Sometimes it’s necessary to save an image - either to analyze the current state or simply to visualize the result. The save_image function provides this capability.

scene Grid2D[str] = [
    ["#", "#", "#", "#", "#"], 
    ["#", "S", ".", ".", "#"], 
    ["#", ".", "#", ".", "#"], 
    ["#", ".", "#", "E", "#"], 
    ["#", "#", "#", "#", "#"], 
]
colors : ColorLUT[str] = {
    ".": 0xdddddd, # light gray
    "#": 0x000900, # black
    "S": 0xff0900, # red
    "E": 0x0009ff, # blue
}
save_image("scene.png", scene, colors)

Festures:

ColorLUT[T]: a dictionary-based look-up table that maps values of type T to RGB color integers in 0xRRGGBB format.
save_image(filename: str, grid: Grid2D[T], colors: ColorLUT[T]): converts grid to an image using the color table and saves it to the specified file path.

Autoimported modules and functions

The aochallenge module also imports several commonly used standard functions and modules when used with from aochallenge import *.

Imported modules:

sys
re

Imported functions:

cache (from functools)
lru_cache (from functools)
combinations (from itertools)
count (from itertools)
product (from itertools)
Generator (from collections.abc)
dataclass (from dataclasses)
field (from dataclasses)
copy (from copy)
deepcopy (from copy)
Callable (from typing)
cast (from typing)
NamedTuple (from typing)

Example

PART 1: Add up all the numbers in each row separated by commas and print the maximum of these sums.

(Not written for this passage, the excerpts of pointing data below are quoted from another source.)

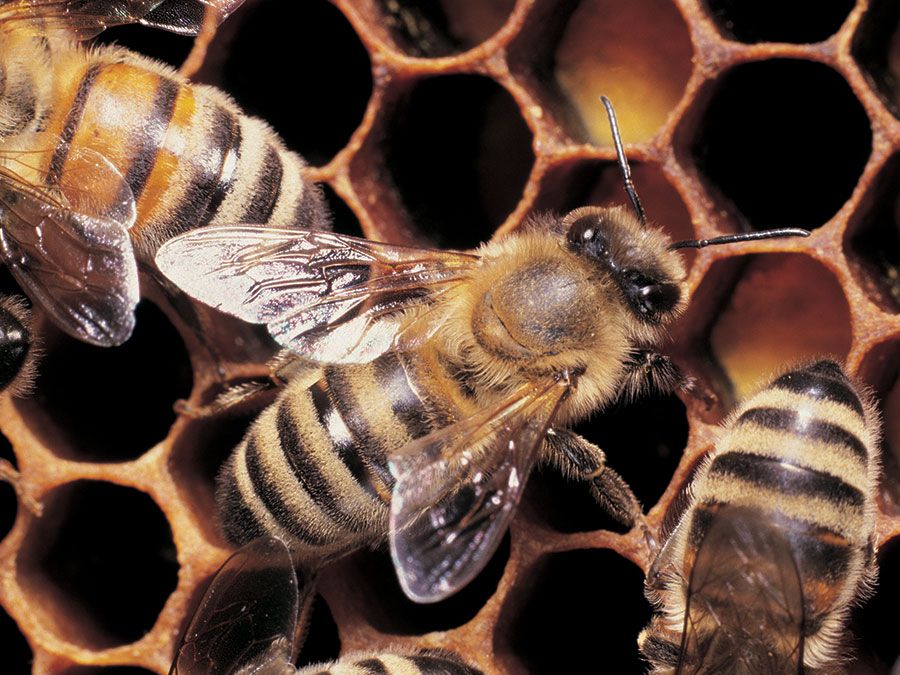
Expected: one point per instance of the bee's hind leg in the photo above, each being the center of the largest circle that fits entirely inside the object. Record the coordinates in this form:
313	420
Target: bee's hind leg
648	370
577	457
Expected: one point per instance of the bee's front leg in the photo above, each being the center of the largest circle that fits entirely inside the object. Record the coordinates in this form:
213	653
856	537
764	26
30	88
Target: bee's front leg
577	457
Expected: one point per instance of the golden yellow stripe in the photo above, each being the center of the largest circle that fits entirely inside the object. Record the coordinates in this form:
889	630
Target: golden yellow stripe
158	191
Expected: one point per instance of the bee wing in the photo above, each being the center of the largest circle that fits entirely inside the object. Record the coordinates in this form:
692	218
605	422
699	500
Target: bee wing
329	297
247	617
745	611
457	490
70	248
87	18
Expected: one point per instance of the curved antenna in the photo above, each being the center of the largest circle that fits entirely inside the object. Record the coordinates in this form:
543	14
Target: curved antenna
745	236
623	163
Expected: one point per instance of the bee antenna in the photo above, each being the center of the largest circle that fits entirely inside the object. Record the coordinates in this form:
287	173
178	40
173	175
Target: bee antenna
745	236
623	162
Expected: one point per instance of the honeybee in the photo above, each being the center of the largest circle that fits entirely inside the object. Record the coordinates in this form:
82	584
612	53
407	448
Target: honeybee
250	617
104	154
18	351
18	356
778	540
447	376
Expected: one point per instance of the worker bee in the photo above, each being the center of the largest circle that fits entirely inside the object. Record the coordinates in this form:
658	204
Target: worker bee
18	355
18	351
104	154
250	620
446	377
778	540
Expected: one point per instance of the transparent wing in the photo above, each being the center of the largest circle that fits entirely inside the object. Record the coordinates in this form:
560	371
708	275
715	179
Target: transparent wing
331	298
247	615
457	490
70	250
86	18
745	600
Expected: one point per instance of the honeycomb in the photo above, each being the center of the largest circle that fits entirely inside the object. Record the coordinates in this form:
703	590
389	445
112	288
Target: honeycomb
447	122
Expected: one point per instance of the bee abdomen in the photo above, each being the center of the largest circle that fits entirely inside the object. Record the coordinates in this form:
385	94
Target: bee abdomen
190	156
425	662
823	380
312	470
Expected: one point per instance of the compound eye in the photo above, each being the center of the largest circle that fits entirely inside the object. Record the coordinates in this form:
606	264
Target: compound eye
650	297
659	298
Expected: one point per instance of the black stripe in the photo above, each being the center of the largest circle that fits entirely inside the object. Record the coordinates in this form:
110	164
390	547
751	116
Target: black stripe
152	135
780	419
784	477
305	469
405	403
269	495
351	454
264	195
660	651
369	447
373	666
73	119
228	176
816	385
311	213
442	665
204	172
820	553
237	521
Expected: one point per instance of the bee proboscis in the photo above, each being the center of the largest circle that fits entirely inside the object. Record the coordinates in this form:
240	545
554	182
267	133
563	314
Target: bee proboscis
446	377
778	540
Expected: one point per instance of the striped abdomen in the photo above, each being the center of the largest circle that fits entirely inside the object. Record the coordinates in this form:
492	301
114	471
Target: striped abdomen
800	453
312	469
424	662
188	153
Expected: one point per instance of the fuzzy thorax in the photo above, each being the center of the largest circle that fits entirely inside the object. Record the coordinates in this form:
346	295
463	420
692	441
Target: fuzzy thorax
534	309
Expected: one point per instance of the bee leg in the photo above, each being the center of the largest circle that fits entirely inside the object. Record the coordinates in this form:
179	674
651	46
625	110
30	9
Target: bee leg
577	457
232	399
283	368
647	369
14	478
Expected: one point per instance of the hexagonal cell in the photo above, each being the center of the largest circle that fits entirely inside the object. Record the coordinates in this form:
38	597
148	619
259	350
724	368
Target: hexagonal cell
644	454
568	186
99	565
638	54
576	612
482	145
322	642
158	44
429	28
770	311
762	158
388	610
876	47
306	48
198	453
875	624
778	21
874	239
881	369
109	405
17	655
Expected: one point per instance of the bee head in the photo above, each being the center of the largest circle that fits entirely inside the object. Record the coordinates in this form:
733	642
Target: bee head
636	258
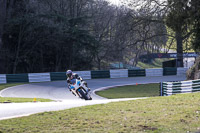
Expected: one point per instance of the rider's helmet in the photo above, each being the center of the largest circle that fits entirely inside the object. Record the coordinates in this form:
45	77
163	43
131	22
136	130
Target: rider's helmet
69	73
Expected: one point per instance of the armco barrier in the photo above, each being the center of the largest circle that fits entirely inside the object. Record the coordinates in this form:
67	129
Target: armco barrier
2	78
170	88
39	77
17	78
84	74
100	74
117	73
120	73
154	72
58	76
181	71
136	73
169	71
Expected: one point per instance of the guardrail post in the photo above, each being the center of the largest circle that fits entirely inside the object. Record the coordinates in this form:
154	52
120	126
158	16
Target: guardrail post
161	89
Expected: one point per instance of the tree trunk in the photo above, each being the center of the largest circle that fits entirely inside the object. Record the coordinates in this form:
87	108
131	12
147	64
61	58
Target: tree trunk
179	42
2	19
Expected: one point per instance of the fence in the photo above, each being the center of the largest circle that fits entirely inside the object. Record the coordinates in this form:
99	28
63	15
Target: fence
170	88
119	73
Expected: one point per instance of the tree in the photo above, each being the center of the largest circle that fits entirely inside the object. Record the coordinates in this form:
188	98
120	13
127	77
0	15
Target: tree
195	20
177	19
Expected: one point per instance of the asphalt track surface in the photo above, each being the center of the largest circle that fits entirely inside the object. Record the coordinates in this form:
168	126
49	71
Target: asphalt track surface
63	98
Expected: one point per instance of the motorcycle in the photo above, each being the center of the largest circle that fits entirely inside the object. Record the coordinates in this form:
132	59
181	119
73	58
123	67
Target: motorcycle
78	88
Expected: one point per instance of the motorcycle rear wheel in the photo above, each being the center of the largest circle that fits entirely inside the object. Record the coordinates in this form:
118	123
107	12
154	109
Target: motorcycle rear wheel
83	94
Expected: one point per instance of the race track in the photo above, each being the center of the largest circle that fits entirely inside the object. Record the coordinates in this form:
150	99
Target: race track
64	99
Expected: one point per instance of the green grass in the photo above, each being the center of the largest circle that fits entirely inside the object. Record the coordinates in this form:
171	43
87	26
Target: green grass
132	91
18	100
177	114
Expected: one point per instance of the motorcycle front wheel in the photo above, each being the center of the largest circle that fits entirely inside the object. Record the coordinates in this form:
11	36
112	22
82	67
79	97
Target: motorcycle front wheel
83	94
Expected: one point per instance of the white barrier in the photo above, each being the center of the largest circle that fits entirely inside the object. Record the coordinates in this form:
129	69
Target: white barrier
120	73
84	74
3	79
39	77
154	72
181	71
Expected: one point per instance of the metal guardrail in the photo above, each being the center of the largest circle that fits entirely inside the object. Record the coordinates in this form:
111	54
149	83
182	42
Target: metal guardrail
114	73
170	88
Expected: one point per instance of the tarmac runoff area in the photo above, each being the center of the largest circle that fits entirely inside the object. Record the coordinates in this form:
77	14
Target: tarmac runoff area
63	98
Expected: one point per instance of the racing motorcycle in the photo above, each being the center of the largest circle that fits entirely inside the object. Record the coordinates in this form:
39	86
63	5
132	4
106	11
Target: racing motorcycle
78	88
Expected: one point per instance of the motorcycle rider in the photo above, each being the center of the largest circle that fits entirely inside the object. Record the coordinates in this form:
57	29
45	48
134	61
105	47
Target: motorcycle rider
71	76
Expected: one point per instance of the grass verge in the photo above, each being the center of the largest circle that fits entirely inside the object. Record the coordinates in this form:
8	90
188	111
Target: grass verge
177	113
17	100
131	91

PART 2: Find the 3 largest sums, add them up and determine the final result.

Using part1 and part2:

#!/usr/bin/python2 -u

from aochallenge import *

class Solution(Solver):
    def __init__(self):
        self.data = load(True,',',int)

    def part1(self):
        return max(sum(row) for row in self.data)

    def part2(self):
        return sum(sorted(sum(row) for row in self.data)[-4:])

solution = Solution()
solution.main()

Using solve_more:

#!/usr/bin/python2 -u

from aochallenge import *

class Solution(Solver):
    def __init__(self):
        self.data = load(True,',',int)

    def solve_more(self):
        sums = sorted(sum(row) for row in self.data)
        yield sums[-2]
        yield sum(sums[-4:])

solution = Solution()
solution.main()